Sensibilizadores da insulina: Metformina (500 a 1500mg/dia) é a droga mais amplamente usada, demonstrando um
pequeno benefício para redução de peso, diminuição dos andrógenos séricos (sem melhora no hirsutismo) e restauração
dos ciclos menstruais. Além disso, a metformina melhora a sensibilidade insulínica no fígado e tecidos periféricos, com
efeitos locais diretos sobre a esteroidogênese ovariana.

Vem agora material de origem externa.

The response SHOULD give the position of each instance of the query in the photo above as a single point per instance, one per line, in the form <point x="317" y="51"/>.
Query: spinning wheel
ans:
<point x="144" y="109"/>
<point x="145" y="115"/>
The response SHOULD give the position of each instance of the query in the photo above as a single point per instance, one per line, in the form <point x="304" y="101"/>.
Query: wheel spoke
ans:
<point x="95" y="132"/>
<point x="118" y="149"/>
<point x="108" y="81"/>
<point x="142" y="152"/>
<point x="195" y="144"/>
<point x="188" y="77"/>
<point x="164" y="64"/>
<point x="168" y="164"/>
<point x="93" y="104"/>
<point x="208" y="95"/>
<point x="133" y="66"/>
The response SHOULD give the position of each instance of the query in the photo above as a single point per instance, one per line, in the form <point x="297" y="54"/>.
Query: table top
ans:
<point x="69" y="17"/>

Se o uso de citrato de clomifeno ou letrozole não resultar em gravidez, a intervenção de segunda linha recomendada é
o uso exógeno de gonadotrofinas ou cirurgia laparoscópica para drilling ovariano.
7. Complicações
A SOP é atualmente considerada fator de risco para várias doenças, tais como DM, carcinoma de endométrio,
dislipidemias, síndrome metabólica, doença cardiovascular, entre outras. As pacientes com SOP possuem múltiplos
fatores que contribuem para o risco aumentado para diabetes: resistência à insulina, intolerância à glicose, disfunção de
células pancreáticas beta, obesidade (principalmente central) e história familiar de diabetes.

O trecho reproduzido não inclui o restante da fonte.